Tell your doctor how important your sexual life is to you. I know this might be difficult, particularly if you’re not used to talking about such issues with “strangers,” but it’s worth it. In many instances, the medications you’re taking may be interfering with your libido; in other instances, your doctor may be able to prescribe certain medications to improve libido, such as supplemental testosterone and even sildenafil (Viagra).
Talk to your physical and occupational therapist.

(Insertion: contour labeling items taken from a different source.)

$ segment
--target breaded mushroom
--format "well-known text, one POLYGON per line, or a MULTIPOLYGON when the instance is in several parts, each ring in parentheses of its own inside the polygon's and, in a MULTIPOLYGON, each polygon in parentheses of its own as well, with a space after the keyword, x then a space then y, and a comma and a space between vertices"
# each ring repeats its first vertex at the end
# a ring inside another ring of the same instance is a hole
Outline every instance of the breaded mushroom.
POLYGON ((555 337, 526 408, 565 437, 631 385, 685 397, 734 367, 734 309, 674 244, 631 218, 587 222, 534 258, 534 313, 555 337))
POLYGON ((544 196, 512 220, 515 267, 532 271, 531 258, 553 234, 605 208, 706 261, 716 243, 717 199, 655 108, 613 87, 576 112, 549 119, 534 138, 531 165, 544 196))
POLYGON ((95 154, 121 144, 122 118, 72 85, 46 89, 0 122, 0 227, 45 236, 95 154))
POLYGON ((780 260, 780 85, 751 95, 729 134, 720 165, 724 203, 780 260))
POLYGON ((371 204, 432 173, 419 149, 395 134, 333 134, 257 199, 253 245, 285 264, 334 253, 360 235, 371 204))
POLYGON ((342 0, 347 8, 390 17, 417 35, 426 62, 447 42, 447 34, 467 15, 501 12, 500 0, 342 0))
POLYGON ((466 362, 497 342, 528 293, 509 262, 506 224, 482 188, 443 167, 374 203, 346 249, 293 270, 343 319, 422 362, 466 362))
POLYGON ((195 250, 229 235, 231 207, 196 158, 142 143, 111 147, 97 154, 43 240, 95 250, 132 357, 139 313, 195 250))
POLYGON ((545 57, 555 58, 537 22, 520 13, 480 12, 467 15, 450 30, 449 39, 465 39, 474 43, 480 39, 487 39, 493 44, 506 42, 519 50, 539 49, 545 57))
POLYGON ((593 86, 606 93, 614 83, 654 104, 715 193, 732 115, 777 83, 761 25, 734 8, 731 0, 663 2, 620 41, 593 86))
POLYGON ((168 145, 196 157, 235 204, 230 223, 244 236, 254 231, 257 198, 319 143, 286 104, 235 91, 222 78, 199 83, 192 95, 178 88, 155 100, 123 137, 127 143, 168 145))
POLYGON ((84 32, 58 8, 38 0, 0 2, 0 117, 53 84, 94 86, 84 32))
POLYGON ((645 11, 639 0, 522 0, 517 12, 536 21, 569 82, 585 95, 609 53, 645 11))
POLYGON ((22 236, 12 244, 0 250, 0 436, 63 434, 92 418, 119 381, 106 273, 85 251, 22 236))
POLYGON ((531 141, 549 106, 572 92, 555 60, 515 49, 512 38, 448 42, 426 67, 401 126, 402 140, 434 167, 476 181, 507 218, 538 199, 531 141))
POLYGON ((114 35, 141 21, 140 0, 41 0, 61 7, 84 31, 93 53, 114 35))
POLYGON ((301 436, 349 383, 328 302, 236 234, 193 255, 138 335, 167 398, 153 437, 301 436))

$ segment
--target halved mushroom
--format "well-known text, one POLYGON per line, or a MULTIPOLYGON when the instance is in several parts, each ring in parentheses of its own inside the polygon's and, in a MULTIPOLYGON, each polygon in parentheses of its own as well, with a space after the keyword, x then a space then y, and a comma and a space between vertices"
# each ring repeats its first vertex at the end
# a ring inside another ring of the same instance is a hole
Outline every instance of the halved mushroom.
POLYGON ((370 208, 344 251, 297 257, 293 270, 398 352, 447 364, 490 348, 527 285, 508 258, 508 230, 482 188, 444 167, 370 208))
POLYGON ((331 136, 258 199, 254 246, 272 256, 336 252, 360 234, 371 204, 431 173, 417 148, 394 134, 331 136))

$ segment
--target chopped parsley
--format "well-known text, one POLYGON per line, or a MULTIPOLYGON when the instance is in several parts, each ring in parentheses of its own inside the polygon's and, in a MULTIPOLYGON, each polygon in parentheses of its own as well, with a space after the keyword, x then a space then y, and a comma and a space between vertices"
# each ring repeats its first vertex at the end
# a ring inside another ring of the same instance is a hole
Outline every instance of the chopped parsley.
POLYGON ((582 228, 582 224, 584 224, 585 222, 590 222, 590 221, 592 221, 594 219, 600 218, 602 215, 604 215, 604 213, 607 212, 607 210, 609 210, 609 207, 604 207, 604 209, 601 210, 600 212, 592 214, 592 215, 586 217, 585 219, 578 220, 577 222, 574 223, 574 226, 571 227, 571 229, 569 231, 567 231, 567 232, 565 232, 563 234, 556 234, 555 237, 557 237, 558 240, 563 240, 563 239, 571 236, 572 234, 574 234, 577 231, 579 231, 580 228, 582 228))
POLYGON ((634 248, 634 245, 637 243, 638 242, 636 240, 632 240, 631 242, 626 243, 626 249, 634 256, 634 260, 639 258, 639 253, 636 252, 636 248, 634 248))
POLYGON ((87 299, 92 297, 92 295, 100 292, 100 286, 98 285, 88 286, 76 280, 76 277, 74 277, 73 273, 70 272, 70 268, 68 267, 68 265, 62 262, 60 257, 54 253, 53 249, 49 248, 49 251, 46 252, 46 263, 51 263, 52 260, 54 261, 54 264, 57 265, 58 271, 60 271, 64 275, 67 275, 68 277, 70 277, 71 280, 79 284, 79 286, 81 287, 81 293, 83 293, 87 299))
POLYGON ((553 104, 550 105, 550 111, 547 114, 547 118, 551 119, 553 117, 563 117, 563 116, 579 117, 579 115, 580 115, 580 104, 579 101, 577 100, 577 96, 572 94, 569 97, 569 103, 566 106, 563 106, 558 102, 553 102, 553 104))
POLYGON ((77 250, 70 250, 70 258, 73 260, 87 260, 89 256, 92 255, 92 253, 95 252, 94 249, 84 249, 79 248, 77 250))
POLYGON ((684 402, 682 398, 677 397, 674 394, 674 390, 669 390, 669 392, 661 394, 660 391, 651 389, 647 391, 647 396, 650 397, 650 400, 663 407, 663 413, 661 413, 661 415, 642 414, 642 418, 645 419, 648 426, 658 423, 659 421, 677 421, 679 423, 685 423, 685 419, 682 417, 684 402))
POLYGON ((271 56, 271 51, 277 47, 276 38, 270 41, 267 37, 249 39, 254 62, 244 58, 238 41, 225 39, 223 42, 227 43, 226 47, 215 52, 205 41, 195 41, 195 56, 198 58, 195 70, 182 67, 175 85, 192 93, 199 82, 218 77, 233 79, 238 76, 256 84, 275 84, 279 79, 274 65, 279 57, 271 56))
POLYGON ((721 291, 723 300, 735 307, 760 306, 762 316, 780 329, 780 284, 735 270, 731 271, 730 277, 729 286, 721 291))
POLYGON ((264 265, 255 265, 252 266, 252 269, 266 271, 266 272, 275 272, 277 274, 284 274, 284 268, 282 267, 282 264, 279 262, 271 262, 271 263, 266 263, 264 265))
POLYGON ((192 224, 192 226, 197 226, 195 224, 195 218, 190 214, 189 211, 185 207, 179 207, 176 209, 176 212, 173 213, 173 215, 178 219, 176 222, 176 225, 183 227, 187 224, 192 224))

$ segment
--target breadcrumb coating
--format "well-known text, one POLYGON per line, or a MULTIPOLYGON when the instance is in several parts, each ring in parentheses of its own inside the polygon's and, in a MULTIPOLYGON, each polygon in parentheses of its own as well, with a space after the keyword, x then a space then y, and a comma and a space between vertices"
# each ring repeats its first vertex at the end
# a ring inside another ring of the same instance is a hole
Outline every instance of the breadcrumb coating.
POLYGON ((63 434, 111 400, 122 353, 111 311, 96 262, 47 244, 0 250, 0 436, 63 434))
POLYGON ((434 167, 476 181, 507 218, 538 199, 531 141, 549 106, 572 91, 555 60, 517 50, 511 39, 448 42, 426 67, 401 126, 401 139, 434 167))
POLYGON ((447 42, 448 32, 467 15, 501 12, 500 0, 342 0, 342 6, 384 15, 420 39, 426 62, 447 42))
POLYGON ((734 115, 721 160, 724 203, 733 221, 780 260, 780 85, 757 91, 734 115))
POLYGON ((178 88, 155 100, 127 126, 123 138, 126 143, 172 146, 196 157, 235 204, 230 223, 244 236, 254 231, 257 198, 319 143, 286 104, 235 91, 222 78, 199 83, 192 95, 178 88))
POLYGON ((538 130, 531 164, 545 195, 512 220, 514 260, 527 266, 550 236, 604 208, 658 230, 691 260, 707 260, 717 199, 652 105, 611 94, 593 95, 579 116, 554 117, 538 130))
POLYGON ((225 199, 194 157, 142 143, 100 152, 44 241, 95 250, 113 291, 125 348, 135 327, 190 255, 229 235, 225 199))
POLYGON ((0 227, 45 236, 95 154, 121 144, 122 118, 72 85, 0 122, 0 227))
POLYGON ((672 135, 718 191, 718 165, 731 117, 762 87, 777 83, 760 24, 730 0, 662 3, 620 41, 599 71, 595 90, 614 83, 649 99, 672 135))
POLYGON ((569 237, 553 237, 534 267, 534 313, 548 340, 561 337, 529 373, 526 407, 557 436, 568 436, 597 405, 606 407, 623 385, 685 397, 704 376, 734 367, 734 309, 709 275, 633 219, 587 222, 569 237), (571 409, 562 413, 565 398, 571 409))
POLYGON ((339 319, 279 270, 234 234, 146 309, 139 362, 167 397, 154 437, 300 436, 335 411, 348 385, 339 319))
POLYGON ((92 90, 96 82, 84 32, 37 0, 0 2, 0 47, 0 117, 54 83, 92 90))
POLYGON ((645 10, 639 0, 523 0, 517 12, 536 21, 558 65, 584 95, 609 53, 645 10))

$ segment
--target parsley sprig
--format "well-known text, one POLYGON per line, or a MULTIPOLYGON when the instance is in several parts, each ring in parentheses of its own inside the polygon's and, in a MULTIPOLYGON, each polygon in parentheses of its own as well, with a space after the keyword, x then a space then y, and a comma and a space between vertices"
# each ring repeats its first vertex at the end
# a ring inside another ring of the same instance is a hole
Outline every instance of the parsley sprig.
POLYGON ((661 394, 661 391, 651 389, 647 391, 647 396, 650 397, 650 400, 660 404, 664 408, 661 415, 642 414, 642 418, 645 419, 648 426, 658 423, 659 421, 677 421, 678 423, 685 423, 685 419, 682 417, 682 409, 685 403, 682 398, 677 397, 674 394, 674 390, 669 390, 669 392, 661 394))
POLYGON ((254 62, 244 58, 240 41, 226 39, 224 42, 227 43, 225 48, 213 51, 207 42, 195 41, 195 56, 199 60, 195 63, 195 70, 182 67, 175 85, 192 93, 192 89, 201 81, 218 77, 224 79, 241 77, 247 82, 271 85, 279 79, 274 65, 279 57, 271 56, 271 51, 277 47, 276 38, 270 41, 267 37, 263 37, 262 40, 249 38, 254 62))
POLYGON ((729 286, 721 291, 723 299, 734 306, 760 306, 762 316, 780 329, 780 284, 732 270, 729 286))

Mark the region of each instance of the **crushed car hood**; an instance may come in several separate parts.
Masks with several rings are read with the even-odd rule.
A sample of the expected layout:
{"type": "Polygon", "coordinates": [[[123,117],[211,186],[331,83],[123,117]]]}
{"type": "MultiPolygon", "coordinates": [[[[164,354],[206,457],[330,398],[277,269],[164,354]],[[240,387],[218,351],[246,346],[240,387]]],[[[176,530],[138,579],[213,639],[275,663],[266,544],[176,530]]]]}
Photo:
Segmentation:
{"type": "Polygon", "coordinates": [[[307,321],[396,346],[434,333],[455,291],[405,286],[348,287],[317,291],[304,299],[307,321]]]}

These health care professionals often spend hours a week with their patients. They get to know them and their problems well. And they often have unique strategies emotional and physical to help you retain the intimacy you desire.
Educate yourself.
The more you know about the possible effects your condition or your partner’s condition may have on intimacy, the better prepared you are to face the challenge. Knowledge is power.
Talk to your partner.
If you’ve had a stroke, for instance, and you don’t have as much sensation on one side of your body, ask your partner to focus on areas that can still feel sensation. Also have an honest conversation with your partner about the importance of intimacy in your life.
And listen to what your partner says without judging. For instance, your partner may tell you that the drooling that is a result of your Parkinson’s turns him off. If this is the case, talk to your doctor about options for reducing this symptom.
Rediscover intimacy.
Who says intimacy is all about intercourse? Intimacy could be taking a bath together in candlelight or giving each other massages with scented body oil.